Читаем Morire dentro полностью

Cushing continua a divagare, enunciando e rienunciando i suoi motivi e abbellendoli, offrendo pietà senza biasimo, promettendo aiuto al suo povero sofferente compagno di classe. Selig, ascoltandolo senza prestargli attenzione, scopre che la mente di Cushing comincia ad aprirglisi. Quel muro che poco fa separava le loro coscienze, forse un sottoprodotto della paura e dell’affaticamento di Selig, ha cominciato a dissolversi, e adesso Selig è capace di percepire un’immagine generalizzata della mente di Cushing, che è energica, robusta, capace, però anche convenzionale e limitata, una stupida mente repubblicana, un prosaico cervello Ivy League. Anzitutto non contiene un vero interesse per Selig ma piuttosto compiacente soddisfazione per se stesso: il bagliore più intenso emana dalla consapevolezza di Cushing per la sua fortunata condizione di vita, ben definita da una villetta suburbana, una gagliarda bionda moglie, tre bei bambini, un cane peloso, una splendente nuova Lincoln Continental. Spingendosi un pochino più in profondità, Selig vede che tutta la messinscena di interesse per lui da parte di Cushing è un imbroglio. Dietro quegli occhi calorosi e quel sorriso sincero, accorato, simpatico, c’è un disprezzo feroce. Cushing lo disprezza. Cushing ritiene che lui sia corrotto, inutile, senza valore, una disgrazia per l’umanità in generale e per la classe ’56 del Columbia College in particolare. Cushing lo trova ripugnante sia fisicamente sia moralmente, lo vede come uno che non si lava mai, sporco fuori e dentro, forse anche sifilitico. Sospetta che sia omosessuale. Prova per lui il disprezzo che l’affiliato al Rotary sente per un tossicomane. Riesce impossibile a Cushing capire come uno che ha avuto la fortuna di essere educato al Columbia possa lasciarsi scivolare nella degradazione che invece Selig ha addirittura accettato. Selig si sottrae al disgusto di Cushing. Sono proprio così nauseante, si chiede, sono un tale rifiuto?

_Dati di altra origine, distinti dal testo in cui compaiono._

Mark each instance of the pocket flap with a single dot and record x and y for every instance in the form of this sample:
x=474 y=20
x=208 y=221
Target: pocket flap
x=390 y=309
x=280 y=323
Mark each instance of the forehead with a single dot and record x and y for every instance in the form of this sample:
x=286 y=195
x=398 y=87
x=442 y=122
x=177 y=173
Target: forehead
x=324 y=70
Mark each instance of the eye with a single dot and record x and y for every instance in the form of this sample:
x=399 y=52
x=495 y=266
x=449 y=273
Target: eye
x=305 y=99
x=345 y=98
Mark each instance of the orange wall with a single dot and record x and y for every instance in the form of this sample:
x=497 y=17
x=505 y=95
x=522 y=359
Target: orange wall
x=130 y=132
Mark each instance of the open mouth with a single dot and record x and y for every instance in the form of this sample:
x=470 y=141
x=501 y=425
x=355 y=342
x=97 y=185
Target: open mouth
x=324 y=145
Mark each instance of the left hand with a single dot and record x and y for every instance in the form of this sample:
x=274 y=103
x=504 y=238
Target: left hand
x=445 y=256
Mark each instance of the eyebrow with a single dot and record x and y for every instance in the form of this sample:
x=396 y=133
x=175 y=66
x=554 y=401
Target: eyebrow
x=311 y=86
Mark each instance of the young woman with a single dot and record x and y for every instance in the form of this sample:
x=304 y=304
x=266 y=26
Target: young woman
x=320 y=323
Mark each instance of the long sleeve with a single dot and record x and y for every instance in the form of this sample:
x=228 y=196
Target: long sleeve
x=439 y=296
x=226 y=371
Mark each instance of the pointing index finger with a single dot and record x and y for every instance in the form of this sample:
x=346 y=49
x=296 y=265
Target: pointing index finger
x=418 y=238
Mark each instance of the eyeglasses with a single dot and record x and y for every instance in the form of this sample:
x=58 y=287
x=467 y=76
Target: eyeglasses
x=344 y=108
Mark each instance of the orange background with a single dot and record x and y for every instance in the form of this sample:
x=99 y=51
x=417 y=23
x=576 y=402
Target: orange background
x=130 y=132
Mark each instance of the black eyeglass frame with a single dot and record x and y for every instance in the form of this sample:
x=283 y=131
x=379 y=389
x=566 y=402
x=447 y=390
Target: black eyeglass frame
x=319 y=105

La sua presa sulla mente di Cushing si irrobustisce e si approfondisce. Finisce per non turbarlo più il fatto che Cushing lo disprezza tanto, Selig si sposta in una forma astratta nella quale non identifica più se stesso col miserabile pidocchio visto da Cushing. Che cosa ne sa, Cushing? Riesce forse a penetrare nella mente di un altro? Riesce a provare l’estasi del contatto reale con un altro essere umano? Eppure lì c’è estasi. Simile a un dio lui se ne va passeggiando nella mente di Cushing, affondando al di là delle difese esterne, al di là dei graziosi motivi di orgoglio e degli snobismi, al di là della mediocrità compiaciuta di sé autogratificantesi, nella zona dei valori assoluti, nel regno dell’autentico io. Contatto! Estasi! Quello stronzo di Cushing è soltanto guscio, niente polpa. Qui c’è un Cushing che neppure Cushing conosce: lo conosce Selig.